Citizen Scientist

Behavioral Variance in Multi-Agent Building Energy Modeling Pipelines

Abstract

This research examines how variance compounds when multiple language model agents are chained into a processing pipeline for building energy modeling. The investigation used a 920 ft² residential model across three sequential phases designed responsively based on prior findings.

The critical discovery emerged during phase two: six of seven headline variance metrics reflected measurement instrument failures rather than genuine model instability. Initial reported variations of 60-255% collapsed to 0-22% after correcting extraction patterns. This underscores that “the extraction layer can be the dominant source of reported variance” in LLM evaluation systems.

Under frozen inputs, the Developer agent produced byte-identical Ruby code across ten runs, explained by a 33:16 ratio of constrained-to-unconstrained decisions. However, when upstream documents varied naturally, code divergence became nearly complete (68 of 70 unique file hashes), yet 96 of 100 functional engineering parameters remained invariant.
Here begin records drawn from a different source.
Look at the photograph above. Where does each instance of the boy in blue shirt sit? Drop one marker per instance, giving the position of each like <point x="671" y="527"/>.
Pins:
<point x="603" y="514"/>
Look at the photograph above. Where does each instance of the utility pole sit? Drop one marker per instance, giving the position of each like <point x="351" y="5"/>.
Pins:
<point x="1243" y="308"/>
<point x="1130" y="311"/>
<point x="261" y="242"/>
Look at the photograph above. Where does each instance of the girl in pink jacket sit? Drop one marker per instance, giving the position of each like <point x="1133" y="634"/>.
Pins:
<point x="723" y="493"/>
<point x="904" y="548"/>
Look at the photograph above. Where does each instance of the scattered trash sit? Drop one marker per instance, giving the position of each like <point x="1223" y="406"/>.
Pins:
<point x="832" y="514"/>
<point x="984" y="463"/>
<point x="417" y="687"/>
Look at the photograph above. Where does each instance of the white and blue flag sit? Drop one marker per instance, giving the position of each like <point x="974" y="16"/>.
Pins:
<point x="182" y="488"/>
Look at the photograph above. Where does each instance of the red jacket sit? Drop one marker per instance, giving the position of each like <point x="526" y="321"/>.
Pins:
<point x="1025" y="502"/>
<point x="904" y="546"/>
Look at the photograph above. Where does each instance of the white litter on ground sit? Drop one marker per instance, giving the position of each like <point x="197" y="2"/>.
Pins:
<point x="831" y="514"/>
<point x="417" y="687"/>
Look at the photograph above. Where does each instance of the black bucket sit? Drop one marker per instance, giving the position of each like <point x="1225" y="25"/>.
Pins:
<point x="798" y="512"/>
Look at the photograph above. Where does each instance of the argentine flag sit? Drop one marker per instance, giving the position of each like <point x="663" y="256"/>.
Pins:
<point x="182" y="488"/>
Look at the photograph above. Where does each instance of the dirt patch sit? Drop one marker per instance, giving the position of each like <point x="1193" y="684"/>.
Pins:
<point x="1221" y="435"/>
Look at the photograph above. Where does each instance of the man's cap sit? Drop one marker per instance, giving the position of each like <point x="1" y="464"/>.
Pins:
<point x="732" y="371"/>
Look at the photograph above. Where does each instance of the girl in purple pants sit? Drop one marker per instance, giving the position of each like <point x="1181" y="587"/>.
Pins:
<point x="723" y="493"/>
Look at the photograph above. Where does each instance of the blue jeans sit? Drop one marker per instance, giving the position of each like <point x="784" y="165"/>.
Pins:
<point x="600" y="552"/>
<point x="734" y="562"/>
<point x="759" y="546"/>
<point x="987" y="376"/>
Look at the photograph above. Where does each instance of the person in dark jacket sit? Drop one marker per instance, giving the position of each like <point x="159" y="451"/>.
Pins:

The cascade response exhibited a bimodal pattern: four runs reproduced the baseline exactly while six independently added defensive programming features without altering simulation-relevant values.

Key practical insight: hash-based comparison proves unsuitable for validating code-generating agents; functional parameter extraction better serves this purpose.

Methods Overview

Testing proceeded across three phases:

Phase 1 collected 60 frozen-input runs (10 iterations × 2 model tiers × 3 agent touchpoints) measuring single-agent variance in isolation.

Phase 2 audited the extraction instrument itself, discovering systematic pattern failures causing inflated variance reports.

Phase 3 tested cascading effects by feeding 10 different Inspector documents to 10 Developer dispatches while keeping other inputs constant.

Key Findings

  1. Measurement fidelity dominated outcomes. Extraction patterns designed for one model’s prose style failed reliably on another’s, producing false variance signals. Proper scoping, unit normalization, and validation corrected the problem.

  2. Determinism proves conditional. The Developer’s perfect reproducibility under frozen conditions reflected prompt constraint density, not inherent model properties. Changing upstream inputs immediately varied downstream code.

  3. Functional equivalence persists despite textual divergence. Cascade testing showed massive file hash differentiation accompanied by stable parameter values across 100 examined combinations, with only one genuine parameter drift (1.4% occurrence rate).

  4. Bimodal elaboration strategy. Cascade runs split cleanly into reproducers (matching baseline code exactly) and elaborators (adding input validation and guard clauses), with no correlation to Inspector document length (r = 0.087).

Practical Implications

For production pipelines:

  • Freeze intermediate artifacts when reproducibility matters
  • Use functional verification rather than hash comparison for code outputs
  • Invest prompt specificity where engineering precision is critical
  • Audit extraction mechanisms before interpreting variance statistics

The research demonstrates that systematic measurement error can overwhelm genuine behavioral signals in LLM evaluation frameworks, necessitating rigorous instrument validation before drawing conclusions about model stability.